[Footnote 84: Germany was conducting her trade with the neutral world largely through Dutch and Danish ports.]
[Footnote 85: Mr. Irwin Laughlin, first secretary of the American Embassy in London, furnishes this note: “This statement about America was made to me more than once in Germany, between 1910 and 1912, by German officers, military and naval.”]
[Footnote 86: Of Pinehurst, North Carolina, the Ambassador’s oldest son.]
[Footnote 87: On June 12, 1914. The title of the address was “Some Aspects of the American Democracy.”]
[Footnote 88: The Ambassador’s youngest son.]
[Footnote 89: Mrs. W.H. Page was at this time spending a few weeks in the United States.]
CHAPTER XII
“WAGING NEUTRALITY”
I
The foregoing letters sufficiently portray Page’s attitude toward the war; they also show the extent to which he suffered from the daily tragedy.
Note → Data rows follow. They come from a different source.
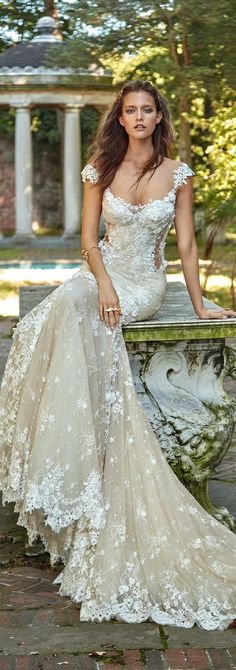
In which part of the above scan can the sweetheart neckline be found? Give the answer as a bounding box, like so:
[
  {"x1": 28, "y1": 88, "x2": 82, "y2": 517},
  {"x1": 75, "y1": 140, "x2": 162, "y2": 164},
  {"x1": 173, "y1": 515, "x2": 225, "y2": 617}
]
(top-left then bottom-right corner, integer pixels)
[{"x1": 104, "y1": 186, "x2": 176, "y2": 209}]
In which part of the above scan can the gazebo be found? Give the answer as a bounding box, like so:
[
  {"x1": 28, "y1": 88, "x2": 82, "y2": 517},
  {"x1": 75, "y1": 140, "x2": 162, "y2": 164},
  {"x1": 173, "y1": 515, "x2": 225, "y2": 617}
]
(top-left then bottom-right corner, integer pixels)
[{"x1": 0, "y1": 16, "x2": 114, "y2": 242}]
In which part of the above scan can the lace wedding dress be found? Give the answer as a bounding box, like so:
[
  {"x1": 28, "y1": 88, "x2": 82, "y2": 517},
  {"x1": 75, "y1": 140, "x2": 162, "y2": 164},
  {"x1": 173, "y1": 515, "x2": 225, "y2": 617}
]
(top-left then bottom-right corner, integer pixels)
[{"x1": 0, "y1": 163, "x2": 236, "y2": 629}]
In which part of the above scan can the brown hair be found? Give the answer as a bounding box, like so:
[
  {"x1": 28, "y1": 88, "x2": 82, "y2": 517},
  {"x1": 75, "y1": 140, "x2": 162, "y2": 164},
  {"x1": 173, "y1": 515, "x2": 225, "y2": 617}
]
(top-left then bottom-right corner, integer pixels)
[{"x1": 87, "y1": 79, "x2": 174, "y2": 188}]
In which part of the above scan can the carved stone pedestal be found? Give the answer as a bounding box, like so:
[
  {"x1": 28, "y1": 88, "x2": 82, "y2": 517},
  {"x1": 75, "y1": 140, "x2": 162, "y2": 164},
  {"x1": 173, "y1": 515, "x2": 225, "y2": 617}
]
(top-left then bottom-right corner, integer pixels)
[
  {"x1": 127, "y1": 339, "x2": 236, "y2": 530},
  {"x1": 17, "y1": 282, "x2": 236, "y2": 529}
]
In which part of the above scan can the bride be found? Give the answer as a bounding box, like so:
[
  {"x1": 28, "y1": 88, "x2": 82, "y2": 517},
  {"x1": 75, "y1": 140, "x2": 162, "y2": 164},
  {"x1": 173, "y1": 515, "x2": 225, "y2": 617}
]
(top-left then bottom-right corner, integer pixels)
[{"x1": 0, "y1": 80, "x2": 236, "y2": 630}]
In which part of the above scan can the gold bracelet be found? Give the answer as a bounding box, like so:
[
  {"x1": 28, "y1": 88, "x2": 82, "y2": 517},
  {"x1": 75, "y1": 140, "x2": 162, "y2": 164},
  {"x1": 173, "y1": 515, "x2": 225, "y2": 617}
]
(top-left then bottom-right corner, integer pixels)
[{"x1": 81, "y1": 245, "x2": 100, "y2": 261}]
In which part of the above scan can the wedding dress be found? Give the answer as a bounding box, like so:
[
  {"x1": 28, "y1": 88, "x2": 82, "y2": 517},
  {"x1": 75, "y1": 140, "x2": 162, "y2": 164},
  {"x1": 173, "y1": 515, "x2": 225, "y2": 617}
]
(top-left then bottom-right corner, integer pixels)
[{"x1": 0, "y1": 163, "x2": 236, "y2": 630}]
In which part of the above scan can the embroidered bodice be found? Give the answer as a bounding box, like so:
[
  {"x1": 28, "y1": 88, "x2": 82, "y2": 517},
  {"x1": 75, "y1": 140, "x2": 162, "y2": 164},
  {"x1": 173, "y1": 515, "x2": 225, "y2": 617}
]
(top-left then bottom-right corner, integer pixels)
[{"x1": 81, "y1": 163, "x2": 194, "y2": 275}]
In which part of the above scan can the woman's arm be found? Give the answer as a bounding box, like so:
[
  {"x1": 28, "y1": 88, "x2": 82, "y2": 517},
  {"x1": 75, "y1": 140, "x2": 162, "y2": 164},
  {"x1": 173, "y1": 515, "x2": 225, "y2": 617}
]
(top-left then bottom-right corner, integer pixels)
[
  {"x1": 175, "y1": 177, "x2": 236, "y2": 319},
  {"x1": 81, "y1": 181, "x2": 121, "y2": 328}
]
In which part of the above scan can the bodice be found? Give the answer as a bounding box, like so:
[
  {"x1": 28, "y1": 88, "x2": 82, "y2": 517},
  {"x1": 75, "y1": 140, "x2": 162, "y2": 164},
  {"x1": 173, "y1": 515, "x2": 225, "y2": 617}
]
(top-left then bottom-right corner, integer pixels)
[{"x1": 81, "y1": 163, "x2": 194, "y2": 275}]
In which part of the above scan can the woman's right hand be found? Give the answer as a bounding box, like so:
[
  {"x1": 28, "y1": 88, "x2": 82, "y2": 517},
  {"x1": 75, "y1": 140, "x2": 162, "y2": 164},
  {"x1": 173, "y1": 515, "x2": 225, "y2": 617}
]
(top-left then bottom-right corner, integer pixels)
[{"x1": 98, "y1": 277, "x2": 122, "y2": 329}]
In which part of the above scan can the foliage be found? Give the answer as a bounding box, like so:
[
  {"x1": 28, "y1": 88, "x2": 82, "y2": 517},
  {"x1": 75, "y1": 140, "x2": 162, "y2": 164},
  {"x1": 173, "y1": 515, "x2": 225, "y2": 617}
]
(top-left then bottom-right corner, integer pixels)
[{"x1": 0, "y1": 0, "x2": 236, "y2": 254}]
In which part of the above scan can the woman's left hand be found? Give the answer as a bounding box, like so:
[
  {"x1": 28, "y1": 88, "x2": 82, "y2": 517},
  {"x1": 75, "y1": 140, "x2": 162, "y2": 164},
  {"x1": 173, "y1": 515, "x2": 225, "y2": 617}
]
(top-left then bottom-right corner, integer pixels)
[{"x1": 198, "y1": 307, "x2": 236, "y2": 319}]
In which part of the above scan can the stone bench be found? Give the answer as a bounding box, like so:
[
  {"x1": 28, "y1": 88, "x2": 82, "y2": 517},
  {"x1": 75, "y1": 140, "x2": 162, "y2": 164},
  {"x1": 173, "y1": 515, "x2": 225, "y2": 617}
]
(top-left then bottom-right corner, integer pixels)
[{"x1": 20, "y1": 282, "x2": 236, "y2": 529}]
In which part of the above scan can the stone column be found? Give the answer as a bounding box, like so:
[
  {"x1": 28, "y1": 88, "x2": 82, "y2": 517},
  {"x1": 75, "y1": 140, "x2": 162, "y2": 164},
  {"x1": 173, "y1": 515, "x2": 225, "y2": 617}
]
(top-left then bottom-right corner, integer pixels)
[
  {"x1": 64, "y1": 105, "x2": 82, "y2": 237},
  {"x1": 14, "y1": 106, "x2": 34, "y2": 241}
]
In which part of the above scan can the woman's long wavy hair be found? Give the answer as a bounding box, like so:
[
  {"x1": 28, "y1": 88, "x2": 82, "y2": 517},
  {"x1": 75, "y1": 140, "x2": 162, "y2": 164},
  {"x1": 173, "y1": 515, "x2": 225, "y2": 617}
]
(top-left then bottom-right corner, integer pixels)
[{"x1": 87, "y1": 79, "x2": 174, "y2": 189}]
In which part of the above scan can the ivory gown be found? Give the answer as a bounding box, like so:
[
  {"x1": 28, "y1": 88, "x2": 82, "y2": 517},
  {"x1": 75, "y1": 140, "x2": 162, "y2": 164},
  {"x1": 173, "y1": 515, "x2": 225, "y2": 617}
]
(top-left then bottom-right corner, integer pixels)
[{"x1": 0, "y1": 163, "x2": 236, "y2": 629}]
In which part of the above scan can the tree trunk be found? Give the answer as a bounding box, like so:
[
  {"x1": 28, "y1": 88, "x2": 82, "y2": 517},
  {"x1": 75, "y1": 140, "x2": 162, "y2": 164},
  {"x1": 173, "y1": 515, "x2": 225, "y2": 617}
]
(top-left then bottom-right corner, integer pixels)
[
  {"x1": 179, "y1": 95, "x2": 192, "y2": 166},
  {"x1": 44, "y1": 0, "x2": 62, "y2": 39}
]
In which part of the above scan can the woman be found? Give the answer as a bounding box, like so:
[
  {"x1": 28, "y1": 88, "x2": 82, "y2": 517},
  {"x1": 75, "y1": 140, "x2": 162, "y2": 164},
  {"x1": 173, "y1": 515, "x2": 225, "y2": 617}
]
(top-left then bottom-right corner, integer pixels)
[{"x1": 1, "y1": 81, "x2": 236, "y2": 629}]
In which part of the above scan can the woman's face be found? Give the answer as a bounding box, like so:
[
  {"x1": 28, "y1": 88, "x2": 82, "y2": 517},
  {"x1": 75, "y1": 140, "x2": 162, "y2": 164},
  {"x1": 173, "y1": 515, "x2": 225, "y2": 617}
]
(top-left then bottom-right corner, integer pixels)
[{"x1": 119, "y1": 91, "x2": 162, "y2": 139}]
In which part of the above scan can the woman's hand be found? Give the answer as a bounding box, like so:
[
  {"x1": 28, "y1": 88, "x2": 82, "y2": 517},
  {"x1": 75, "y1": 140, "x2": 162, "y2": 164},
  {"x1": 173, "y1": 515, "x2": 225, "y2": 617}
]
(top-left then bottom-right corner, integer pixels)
[
  {"x1": 198, "y1": 307, "x2": 236, "y2": 319},
  {"x1": 98, "y1": 277, "x2": 122, "y2": 329}
]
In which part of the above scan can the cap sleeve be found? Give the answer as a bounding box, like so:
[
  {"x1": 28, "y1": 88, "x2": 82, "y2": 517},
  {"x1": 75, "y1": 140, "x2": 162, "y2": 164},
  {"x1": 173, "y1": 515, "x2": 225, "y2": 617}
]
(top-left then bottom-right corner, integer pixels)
[
  {"x1": 174, "y1": 163, "x2": 195, "y2": 188},
  {"x1": 81, "y1": 163, "x2": 99, "y2": 184}
]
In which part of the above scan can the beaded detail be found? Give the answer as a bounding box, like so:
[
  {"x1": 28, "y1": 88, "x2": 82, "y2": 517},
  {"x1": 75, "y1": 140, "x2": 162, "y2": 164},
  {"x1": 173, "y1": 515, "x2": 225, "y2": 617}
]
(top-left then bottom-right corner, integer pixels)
[{"x1": 0, "y1": 164, "x2": 236, "y2": 630}]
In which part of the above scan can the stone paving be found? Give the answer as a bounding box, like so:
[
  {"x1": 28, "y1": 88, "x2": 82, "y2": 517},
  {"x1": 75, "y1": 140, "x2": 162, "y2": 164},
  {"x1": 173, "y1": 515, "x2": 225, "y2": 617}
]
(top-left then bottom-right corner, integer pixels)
[{"x1": 0, "y1": 565, "x2": 236, "y2": 670}]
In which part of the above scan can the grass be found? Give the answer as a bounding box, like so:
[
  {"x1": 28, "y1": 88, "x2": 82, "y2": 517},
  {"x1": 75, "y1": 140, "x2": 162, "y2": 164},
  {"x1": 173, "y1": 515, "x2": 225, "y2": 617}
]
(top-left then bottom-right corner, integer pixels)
[{"x1": 0, "y1": 232, "x2": 236, "y2": 308}]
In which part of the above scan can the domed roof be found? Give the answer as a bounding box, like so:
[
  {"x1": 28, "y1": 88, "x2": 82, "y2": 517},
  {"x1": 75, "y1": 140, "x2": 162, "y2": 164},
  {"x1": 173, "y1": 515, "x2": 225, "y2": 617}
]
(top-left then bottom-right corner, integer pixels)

The great burdens placed upon the Embassy in themselves would have exhausted a physical frame that had never been particularly robust; but more disintegrating than these was the mental distress—the constant spectacle of a civilization apparently bent upon its own destruction. Indeed there were probably few men in Europe upon whom the war had a more depressing effect. In the first few weeks the Ambassador perceptibly grew older; his face became more deeply lined, his hair became grayer, his body thinner, his step lost something of its quickness, his shoulders began to stoop, and his manner became more and more abstracted. Page’s kindness, geniality, and consideration had long since endeared him to all the embassy staff, from his chief secretaries to clerks and doormen; and all his associates now watched with affectionate solicitude the extent to which the war was wearing upon him. “In those first weeks,” says Mr. Irwin Laughlin, Page’s most important assistant and the man upon whom the routine work of the Embassy largely fell, “he acted like a man who was carrying on his shoulders all the sins and burdens of the world. I know no man who seemed to realize so poignantly the misery and sorrow of it all. The sight of an England which he loved bleeding to death in defence of the things in which he most believed was a grief that seemed to be sapping his very life.”
Page’s associates, however, noted a change for the better after the Battle of the Marne. Except to his most intimate companions he said little, for he represented a nation that was “neutral”; but the defeat of the Germans added liveliness to his step, gave a keener sparkle to his eye, and even brought back some of his old familiar gaiety of spirit. One day the Ambassador was lunching with Mr. Laughlin and one or two other friends.
“We did pretty well in that Battle of the Marne, didn’t we?” he said.
“Isn’t that remark slightly unneutral, Mr. Ambassador?” asked Mr. Laughlin.